UBIFS question

Thu Mar 17 07:55:44 PDT 2016

Hi Martin,

On Thu, 17 Mar 2016 12:54:43 +0000
Martin Townsend <mtownsend1973 at gmail.com> wrote:

> Hi Ricard, Richard
> 
> On Thu, Mar 17, 2016 at 11:43 AM, Ricard Wanderlof
> <ricard.wanderlof at axis.com> wrote:
> >
> >> > We expect the flash devices to start failing quicker than normally
> >> > expected due to the environment in which they will be operating in, so
> >> > sudden NAND blocks turning bad will eventually happen and what we
> >> > would like to do is try and capture this as soon as possible.
> >> > The boards are not accessible as they will be located in very remote
> >> > locations so detecting these failures before the system locks up would
> >> > be an advantage so we can report home with the information and fail
> >> > over to the other filesystem (providing that hasn't also been
> >> > corrupted).
> >>
> >> Dealing with sudden bad NAND blocks is almost impossible.
> >> Unless you have a copy of each block.
> >> NAND is not expected to gain bad blocks without an indication like
> >> correctable bitflips.
> 
> I'm not interested in dealing with sudden bad NAND blocks, I accept
> this will more than likely happen at some point but what I am
> interested in is early detection.  Once the system has booted most
> files will be cached to memory and the product that the flash devices
> are in is designed to run for many months without being power cycled
> so what I'm looking to do is monitor the health of the flash devices.
> Ideally I would like to know FEC counts but I doubt I will get this
> information :) But checking LEBs, pages etc for bad checksums would be
> great.
> 
> >
> > Yes, although the NAND flash documentation sometimes reads like blocks can
> > suddenly 'go bad' for no special reason, in practice it is due to
> > excessive erase/write cycles, i.e. its a wear problem.
> >
> > However, I don't know, if you are operating the flash in an environment
> > where there is cosmic radiation that can actually damage the chip for
> > instance, then of course any part of the chip could fail randomly with a
> > fairly high probability.
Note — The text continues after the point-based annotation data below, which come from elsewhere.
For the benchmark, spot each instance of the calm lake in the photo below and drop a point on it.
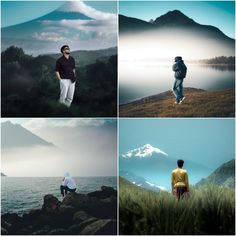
(138, 79)
(21, 194)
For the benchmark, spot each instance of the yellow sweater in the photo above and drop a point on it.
(179, 177)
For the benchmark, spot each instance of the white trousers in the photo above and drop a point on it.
(67, 89)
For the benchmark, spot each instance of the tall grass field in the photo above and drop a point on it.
(207, 210)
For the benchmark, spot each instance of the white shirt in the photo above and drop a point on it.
(69, 182)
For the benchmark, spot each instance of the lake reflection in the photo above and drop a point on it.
(138, 80)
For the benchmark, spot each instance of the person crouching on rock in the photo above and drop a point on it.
(68, 184)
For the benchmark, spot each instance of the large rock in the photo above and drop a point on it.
(104, 193)
(80, 216)
(101, 227)
(32, 216)
(100, 208)
(77, 228)
(4, 231)
(58, 231)
(50, 204)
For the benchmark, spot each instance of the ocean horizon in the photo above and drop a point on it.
(22, 194)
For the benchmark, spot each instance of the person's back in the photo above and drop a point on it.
(180, 69)
(179, 180)
(179, 177)
(69, 182)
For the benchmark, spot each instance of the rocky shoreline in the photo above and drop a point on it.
(94, 213)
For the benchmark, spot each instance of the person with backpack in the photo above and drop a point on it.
(179, 181)
(180, 70)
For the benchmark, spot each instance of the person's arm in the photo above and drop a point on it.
(58, 75)
(186, 181)
(57, 70)
(172, 181)
(175, 67)
(74, 68)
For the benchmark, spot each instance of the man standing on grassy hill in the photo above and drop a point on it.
(179, 180)
(180, 70)
(65, 72)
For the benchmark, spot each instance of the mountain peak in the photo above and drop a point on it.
(174, 17)
(145, 151)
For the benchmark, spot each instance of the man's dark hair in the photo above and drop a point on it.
(180, 163)
(178, 58)
(63, 47)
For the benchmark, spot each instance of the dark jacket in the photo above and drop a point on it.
(180, 69)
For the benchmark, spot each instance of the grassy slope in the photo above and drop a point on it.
(198, 103)
(208, 210)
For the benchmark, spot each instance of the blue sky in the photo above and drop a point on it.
(217, 13)
(206, 141)
(84, 25)
(15, 12)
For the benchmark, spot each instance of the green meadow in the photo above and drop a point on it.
(207, 210)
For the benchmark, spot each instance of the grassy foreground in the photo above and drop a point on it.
(198, 103)
(208, 210)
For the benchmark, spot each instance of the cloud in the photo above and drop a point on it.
(48, 36)
(81, 7)
(39, 123)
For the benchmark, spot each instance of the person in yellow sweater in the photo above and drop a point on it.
(179, 180)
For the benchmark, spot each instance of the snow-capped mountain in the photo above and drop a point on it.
(155, 166)
(143, 152)
(141, 182)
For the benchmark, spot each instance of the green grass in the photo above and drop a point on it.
(208, 210)
(198, 103)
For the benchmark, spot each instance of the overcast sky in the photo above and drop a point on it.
(85, 147)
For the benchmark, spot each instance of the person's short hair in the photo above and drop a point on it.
(178, 58)
(180, 163)
(63, 47)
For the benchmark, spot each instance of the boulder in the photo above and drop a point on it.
(11, 218)
(5, 225)
(58, 231)
(80, 216)
(77, 228)
(104, 193)
(4, 231)
(101, 227)
(40, 232)
(50, 204)
(33, 215)
(66, 210)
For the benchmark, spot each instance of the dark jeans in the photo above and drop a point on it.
(65, 189)
(179, 191)
(178, 89)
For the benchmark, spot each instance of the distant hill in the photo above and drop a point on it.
(14, 135)
(141, 182)
(174, 30)
(223, 176)
(86, 57)
(151, 168)
(198, 103)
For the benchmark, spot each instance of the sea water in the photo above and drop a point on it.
(21, 194)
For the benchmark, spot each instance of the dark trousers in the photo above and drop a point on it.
(65, 189)
(179, 191)
(178, 89)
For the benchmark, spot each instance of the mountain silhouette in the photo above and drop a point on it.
(174, 18)
(156, 167)
(177, 30)
(223, 176)
(14, 136)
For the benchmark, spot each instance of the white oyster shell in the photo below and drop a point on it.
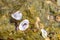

But NAND bad block management is not designed to
> > take care of that case, which is why bad block detection is only done
> > during block erasure (i.e. when a block fails to erase).
> >
> I'm not sure how much I can say I'm afraid as I'm under NDA but assume
> that it is going to be operating in an environment where it's
> receiving more cosmic radiation than expected. So I could look at the
> bad block detection code to get some ideas?  I don't necessary want to
> mark blocks as bad I just want to detect them so I have an idea that
> the flash is failing.

I guess you're more worried about bitflips than blocks becoming bad
(which, AFAIK, can only happen when writing or erasing a block, not
when reading it).
If bitflips detection/prevention is what your looking for, I guess
ubihealthd (developed by Richard) could help.

[1]https://lwn.net/Articles/663751/
[2]https://lkml.org/lkml/2015/3/29/31

-- 
Boris Brezillon, Free Electrons
Embedded Linux and Kernel engineering
http://free-electrons.com